Download Ancient Agriculture Book in PDF, Epub and Kindle

Discusses agricultural technology in various cultures from the Stone Age to 476 A.D., including China, Egypt, Mesoamerica, and Greece.

From Foraging to Farming in the Andes

From Foraging to Farming in the Andes
Title From Foraging to Farming in the Andes PDF eBook
Author Tom D. Dillehay
Publisher Cambridge University Press
Total Pages 385
Release 2011-02-14
Genre Social Science
ISBN 1139495631

Download From Foraging to Farming in the Andes Book in PDF, Epub and Kindle

Archeologists have always considered the beginnings of Andean civilization from c.13,000 to 6,000 years ago to be important in terms of the appearance of domesticated plants and animals, social differentiation, and a sedentary lifestyle, but there is more to this period than just these developments. During this period, the spread of crop production and other technologies, kinship-based labor projects, mound-building, and population aggregation formed ever-changing conditions across the Andes.

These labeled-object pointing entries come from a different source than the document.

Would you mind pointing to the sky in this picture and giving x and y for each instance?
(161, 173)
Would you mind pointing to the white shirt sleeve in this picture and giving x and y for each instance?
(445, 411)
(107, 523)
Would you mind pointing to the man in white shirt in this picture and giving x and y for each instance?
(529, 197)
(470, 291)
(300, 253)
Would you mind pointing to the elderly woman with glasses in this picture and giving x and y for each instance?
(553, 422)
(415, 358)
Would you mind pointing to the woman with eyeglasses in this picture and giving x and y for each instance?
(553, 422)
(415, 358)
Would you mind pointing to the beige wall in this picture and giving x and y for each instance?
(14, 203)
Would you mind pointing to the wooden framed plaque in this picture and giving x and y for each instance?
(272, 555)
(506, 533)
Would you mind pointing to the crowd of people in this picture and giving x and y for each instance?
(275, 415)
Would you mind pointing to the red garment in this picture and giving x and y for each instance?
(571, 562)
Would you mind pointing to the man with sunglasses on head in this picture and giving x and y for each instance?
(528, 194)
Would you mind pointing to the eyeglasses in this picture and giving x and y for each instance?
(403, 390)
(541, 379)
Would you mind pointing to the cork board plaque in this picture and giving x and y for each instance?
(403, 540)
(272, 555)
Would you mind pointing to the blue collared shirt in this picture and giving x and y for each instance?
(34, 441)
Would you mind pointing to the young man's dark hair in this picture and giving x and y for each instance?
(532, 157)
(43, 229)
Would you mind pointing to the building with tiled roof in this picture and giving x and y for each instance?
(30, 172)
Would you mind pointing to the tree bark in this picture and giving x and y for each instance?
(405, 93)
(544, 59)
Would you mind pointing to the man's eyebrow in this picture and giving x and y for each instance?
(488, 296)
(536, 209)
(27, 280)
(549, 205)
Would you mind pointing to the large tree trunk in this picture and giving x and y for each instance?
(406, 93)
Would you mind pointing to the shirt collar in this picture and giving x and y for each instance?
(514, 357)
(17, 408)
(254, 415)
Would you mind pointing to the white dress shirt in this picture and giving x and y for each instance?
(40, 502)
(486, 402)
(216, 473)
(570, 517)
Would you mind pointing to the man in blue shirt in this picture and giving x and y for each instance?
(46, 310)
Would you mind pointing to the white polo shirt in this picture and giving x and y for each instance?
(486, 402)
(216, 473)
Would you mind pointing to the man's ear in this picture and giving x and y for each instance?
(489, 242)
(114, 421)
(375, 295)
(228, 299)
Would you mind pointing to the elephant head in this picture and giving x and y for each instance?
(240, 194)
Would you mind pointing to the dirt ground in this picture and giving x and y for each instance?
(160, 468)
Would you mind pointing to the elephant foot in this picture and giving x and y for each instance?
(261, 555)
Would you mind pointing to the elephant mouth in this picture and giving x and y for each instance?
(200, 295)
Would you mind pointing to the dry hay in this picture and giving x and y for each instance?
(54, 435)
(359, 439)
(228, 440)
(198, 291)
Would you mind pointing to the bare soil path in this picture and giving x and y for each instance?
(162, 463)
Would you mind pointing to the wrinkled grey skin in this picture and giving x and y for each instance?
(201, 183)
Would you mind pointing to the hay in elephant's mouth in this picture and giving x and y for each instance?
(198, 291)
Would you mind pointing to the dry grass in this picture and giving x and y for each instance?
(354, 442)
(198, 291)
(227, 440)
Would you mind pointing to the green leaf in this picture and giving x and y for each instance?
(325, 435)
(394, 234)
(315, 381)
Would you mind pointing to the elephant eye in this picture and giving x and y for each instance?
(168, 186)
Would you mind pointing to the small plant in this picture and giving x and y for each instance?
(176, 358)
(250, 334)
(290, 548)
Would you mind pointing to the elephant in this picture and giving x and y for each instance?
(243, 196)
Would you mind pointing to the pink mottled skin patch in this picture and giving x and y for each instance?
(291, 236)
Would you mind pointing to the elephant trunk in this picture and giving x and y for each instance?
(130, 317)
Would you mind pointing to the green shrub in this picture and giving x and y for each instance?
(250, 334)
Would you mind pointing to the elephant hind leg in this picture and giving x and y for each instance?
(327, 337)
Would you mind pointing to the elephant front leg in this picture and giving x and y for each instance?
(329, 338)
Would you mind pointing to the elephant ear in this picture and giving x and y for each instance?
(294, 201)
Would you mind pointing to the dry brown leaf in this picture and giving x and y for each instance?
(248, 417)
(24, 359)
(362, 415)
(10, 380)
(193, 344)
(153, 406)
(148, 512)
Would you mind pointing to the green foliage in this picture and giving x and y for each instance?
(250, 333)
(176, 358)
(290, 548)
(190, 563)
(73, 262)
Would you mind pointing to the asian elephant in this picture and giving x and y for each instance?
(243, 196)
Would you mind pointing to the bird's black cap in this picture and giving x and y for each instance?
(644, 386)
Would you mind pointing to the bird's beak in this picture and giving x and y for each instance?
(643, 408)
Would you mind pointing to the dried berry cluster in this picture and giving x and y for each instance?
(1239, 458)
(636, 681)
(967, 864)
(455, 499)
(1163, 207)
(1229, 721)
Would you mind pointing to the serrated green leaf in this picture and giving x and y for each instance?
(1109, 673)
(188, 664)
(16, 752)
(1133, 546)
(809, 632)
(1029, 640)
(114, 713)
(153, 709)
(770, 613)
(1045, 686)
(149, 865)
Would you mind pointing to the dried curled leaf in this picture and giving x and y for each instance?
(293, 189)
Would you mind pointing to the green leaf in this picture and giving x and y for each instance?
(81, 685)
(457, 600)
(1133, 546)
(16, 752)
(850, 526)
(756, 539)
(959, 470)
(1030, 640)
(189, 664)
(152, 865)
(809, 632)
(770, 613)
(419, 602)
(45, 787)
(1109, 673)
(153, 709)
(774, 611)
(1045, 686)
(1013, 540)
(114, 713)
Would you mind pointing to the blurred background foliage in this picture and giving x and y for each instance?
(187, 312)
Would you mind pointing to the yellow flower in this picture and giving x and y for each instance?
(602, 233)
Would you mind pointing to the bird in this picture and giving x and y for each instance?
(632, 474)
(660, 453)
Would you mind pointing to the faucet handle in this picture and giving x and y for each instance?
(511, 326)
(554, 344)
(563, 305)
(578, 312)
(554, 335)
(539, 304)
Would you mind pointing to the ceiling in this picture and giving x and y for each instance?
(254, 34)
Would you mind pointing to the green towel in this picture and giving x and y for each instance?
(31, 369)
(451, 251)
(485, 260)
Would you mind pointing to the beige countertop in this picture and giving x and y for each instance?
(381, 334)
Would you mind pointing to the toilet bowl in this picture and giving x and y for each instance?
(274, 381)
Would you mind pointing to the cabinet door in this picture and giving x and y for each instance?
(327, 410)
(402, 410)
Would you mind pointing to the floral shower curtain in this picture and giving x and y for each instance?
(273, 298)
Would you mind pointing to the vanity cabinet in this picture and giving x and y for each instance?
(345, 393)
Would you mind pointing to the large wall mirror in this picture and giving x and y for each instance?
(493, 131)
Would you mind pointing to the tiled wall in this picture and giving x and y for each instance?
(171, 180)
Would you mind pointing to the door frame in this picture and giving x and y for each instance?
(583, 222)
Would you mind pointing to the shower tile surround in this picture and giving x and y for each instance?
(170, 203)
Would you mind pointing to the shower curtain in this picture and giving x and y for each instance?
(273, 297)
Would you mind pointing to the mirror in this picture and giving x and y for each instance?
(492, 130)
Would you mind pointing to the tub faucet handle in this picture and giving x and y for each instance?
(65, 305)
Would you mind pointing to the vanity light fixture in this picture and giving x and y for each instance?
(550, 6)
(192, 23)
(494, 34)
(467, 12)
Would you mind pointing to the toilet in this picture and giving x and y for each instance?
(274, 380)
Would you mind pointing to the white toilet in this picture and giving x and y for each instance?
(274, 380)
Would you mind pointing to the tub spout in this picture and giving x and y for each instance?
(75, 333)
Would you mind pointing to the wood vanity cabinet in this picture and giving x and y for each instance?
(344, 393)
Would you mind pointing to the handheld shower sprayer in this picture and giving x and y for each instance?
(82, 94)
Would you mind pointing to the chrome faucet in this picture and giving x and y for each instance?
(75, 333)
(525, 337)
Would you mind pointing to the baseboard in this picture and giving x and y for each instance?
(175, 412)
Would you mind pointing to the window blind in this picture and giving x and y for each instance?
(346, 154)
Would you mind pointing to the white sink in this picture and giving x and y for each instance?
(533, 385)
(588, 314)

From Foraging to Farming in the Andes proposes a new and more complex model for understanding the transition from hunting and gathering to cultivation. It argues that such developments evolved regionally, were fluid and uneven, and were subject to reversal. This book develops these arguments from a large body of archaeological evidence, collected over 30 years in two valleys in northern Peru, and then places the valleys in the context of recent scholarship studying similar developments around the world.

From Foragers to Farmers

From Foragers to Farmers
Title From Foragers to Farmers PDF eBook
Author Ehud Weiss
Publisher Oxbow Books
Total Pages 534
Release 2009-08-01
Genre Social Science
ISBN 1782973311

Download From Foragers to Farmers Book in PDF, Epub and Kindle

This volume celebrates the career of archaebotanist Professor Gordon C. Hillman. Twenty-eight papers cover a wide range of topics reflecting the great influence that Hillman has had in the field of archaeobotany. Many of his favourite research topics are covered, the body of the text being split into four sections: Personal reflections on Professor Hillman's career; archaeobotanical theory and method; ethnoarchaeological and cultural studies; and ancient plant use from sites and regions around the world. The collection demonstrates, as Gordon Hillman believes, that the study of archaebotany is not only valuable, but vital for any study of humanity.